Some providers have little if any intention of undertaking major capital investment in the near future if ever. They are sitting pretty, waiting for the time when they might sell their bed licences and real estate, either as a going concern or separately. Most of the capital funding they accumulate in the meantime is never going to be reinvested in aged care homes. Small sites often limit opportunities for rebuilding and there is no real scope for capital investment beyond maintenance.

6. Getting out

One major provider, Uniting Care NSW, has declared that it is not going to build any further residential care and will not participate in ACARs. This decision raises questions as to what will happen to the capital that is accumulating, and why capital funding should continue beyond a level required to cover maintenance.

7. Too little capital to be useful

The capital funding arrangements are not well suited to the special roles of some homes catering for special needs groups, or located in small rural and remote communities. These homes are very unlikely to collect bonds and managing small capital flows over long time periods can impose an additional burden on management. While only a small amount of capital may be involved overall, it is still lost to other providers.

8. Too bad about that

Last, and hopefully least, some providers have not been adept at managing their capital reserves. The global financial crisis is likely to have taken its toll on some aged care providers, with a consequent loss of capital the sector.

What’s the answer?

Bonds in high care are not the answer. Not only has the current government shown itself unlikely to adopt this option, but bonds for existing high care homes would not necessarily get capital to where it is needed.
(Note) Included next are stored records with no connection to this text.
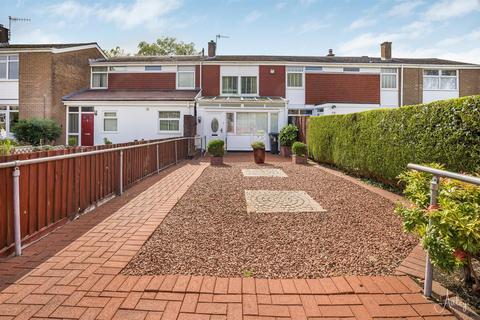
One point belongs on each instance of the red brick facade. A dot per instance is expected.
(158, 81)
(211, 80)
(342, 88)
(272, 81)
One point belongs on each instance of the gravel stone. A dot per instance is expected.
(209, 231)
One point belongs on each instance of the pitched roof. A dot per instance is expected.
(272, 58)
(132, 95)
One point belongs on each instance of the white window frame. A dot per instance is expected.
(439, 77)
(383, 72)
(170, 131)
(190, 71)
(109, 117)
(98, 72)
(300, 70)
(9, 58)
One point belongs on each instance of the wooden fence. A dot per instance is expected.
(62, 185)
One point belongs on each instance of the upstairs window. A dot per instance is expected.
(9, 67)
(99, 77)
(389, 78)
(439, 79)
(186, 77)
(295, 77)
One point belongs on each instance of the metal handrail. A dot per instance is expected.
(17, 163)
(434, 184)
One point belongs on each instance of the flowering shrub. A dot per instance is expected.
(453, 237)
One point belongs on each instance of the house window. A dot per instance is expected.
(9, 67)
(99, 77)
(186, 77)
(249, 85)
(249, 123)
(169, 120)
(110, 121)
(294, 77)
(153, 68)
(229, 85)
(230, 122)
(439, 79)
(389, 78)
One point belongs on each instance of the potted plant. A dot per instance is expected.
(299, 151)
(258, 152)
(287, 136)
(216, 151)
A new capital funding system has to include some means of driving change and reshaping the sector to meet future needs. There is no single solution and several options are likely to be needed. Some new thinking is needed and among the ideas that have been put forward are:

1. The commonwealth could move away from spreading the Accommodation Supplement thinly to lumping at least a part of these funds into a pool from which providers could borrow at low or no interest. The effect would be to expand access to low interest loans.

2. Capital payments can be seen as entitling residents not only to a bed in a particular home but access to commonwealth funded care benefits and accredited standards of care. It can be argued then that all providers should contribute to the system as a whole on behalf of their residents by paying into a capital pool through a pro-rata levy on bond income and accommodation charges paid by users.
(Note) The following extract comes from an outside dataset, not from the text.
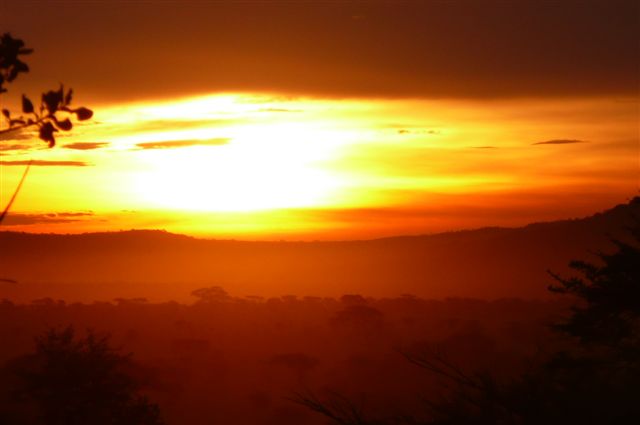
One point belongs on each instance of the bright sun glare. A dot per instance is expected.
(260, 165)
3. Given that the commonwealth is likely to be reluctant to run a large capital investment fund itself, there is a potential role for the industry to set up one or more funds. Such funds could also provide a vehicle for providers to invest their capital funds in, and parallel to the experience of the superannuation industry, large industry funds may well perform better than small self managed funds.
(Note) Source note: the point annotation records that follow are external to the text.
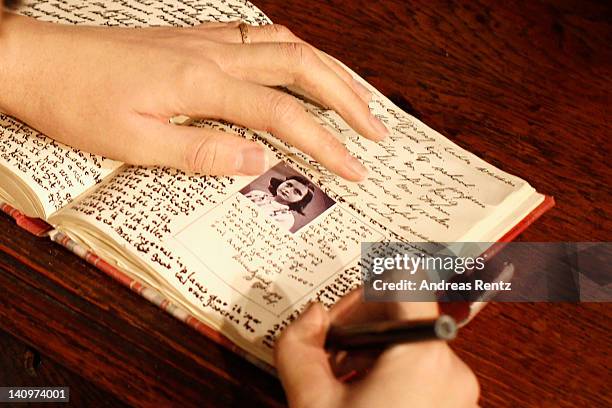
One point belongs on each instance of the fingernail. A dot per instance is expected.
(363, 92)
(252, 161)
(356, 167)
(378, 126)
(311, 321)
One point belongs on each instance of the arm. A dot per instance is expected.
(427, 374)
(111, 91)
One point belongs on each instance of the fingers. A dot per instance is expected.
(302, 361)
(276, 33)
(352, 310)
(198, 150)
(297, 64)
(262, 108)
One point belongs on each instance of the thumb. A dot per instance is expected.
(203, 151)
(302, 362)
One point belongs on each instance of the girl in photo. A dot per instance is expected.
(283, 199)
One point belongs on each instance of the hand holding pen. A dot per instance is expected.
(422, 374)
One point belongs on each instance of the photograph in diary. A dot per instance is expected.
(287, 197)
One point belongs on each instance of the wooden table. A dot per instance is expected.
(523, 84)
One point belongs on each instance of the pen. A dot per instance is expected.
(387, 333)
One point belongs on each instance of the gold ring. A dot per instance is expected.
(244, 33)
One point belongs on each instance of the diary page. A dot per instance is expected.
(54, 173)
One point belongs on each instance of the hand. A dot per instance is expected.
(111, 91)
(427, 374)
4. A starting point for any changes to capital funding is to get a much better view of the capital structure of the industry. Aged and Community Care Australia and others have made several calls for a industry study and plan over the last decade. Without a view of even the broad intentions and capacities of provider organizations, capital funding is likely to remain a less than best fit with the needs of the sector and the next generation of older people who need residential care.

Anna Howe is a Melbourne based consultant gerontologist with over 30 years experience in research and policy development in aged care.